Pirouette – Featured Flash Fiction September, 2021

I have become enchanted by movie trailers and narrative poems. Trailers and some microfiction stories are tasty bonbons or truffles of story. I can’t stop reading or watching. Diane Frank taught a class on flash fiction that challenged me in all the right ways. I hope this tiny story of mine catches your imagination.

Pirouette

She sat quietly as twilight filled up the house with darkness. Elizabeth, her mother, would arrive in style in a few minutes. They had to talk.
Susan broke her reverie and powered on the wheelchair to glide into the yellow kitchen, where the pale ghosts of gaudy flowers on the wallpaper seemed to glow in the darkness. “This is so silly,” she said a bit too loudly. “Mother will understand and if she doesn’t—then she doesn’t.”
Turning on the light, she busied herself with the cork of the chilled Chardonnay, pushing down the puller’s black wings, hearing the squeak and soft pop. The wine was only for Elizabeth. It didn’t mix well with pain meds. Cheese, cured olives and crackers nestled in a fluted dish.
Susan’s accident seemed even harder for her mother, whose dreams of grandchildren broke along with Susan’s pelvis.

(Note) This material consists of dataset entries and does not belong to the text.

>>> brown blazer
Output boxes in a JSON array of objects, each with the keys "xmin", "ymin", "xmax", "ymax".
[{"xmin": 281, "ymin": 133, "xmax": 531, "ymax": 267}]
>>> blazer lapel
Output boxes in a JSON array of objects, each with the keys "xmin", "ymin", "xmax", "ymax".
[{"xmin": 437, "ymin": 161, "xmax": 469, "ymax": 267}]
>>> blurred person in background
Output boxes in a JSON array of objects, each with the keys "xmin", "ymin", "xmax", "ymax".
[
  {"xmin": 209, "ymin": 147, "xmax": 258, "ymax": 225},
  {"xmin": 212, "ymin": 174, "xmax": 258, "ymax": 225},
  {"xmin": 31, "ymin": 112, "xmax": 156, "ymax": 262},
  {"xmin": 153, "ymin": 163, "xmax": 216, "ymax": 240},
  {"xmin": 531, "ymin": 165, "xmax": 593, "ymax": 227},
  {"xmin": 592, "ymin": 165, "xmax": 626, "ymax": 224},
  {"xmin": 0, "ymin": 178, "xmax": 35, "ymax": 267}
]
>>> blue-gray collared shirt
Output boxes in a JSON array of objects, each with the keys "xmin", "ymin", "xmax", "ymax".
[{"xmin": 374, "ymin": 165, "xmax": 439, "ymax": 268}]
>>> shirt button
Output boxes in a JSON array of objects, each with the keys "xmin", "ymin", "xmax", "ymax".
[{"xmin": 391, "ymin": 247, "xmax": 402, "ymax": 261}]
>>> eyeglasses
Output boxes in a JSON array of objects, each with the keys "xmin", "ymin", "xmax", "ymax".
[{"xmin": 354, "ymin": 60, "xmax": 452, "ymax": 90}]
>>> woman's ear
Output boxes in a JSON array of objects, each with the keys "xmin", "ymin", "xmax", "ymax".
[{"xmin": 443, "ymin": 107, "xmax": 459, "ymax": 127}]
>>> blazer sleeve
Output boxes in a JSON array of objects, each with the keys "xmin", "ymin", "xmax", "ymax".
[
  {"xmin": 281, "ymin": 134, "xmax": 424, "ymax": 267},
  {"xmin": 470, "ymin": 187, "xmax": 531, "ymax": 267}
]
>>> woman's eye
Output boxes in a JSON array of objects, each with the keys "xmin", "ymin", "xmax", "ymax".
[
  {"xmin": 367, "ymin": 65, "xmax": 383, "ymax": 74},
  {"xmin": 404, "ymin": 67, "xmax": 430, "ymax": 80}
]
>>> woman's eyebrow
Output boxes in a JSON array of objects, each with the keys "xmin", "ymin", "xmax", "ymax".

And tonight, she would tell that disappointed woman she was going to space again. This time she would be flying through the heavens for a ten-year tour of duty.
The doorbell rang and then again, not waiting for Susan to get to the door release. “Come on up Mother,” she said through the intercom. She gave a mental smile realizing she would not be able to say that again for a long time, the space station being just too far away.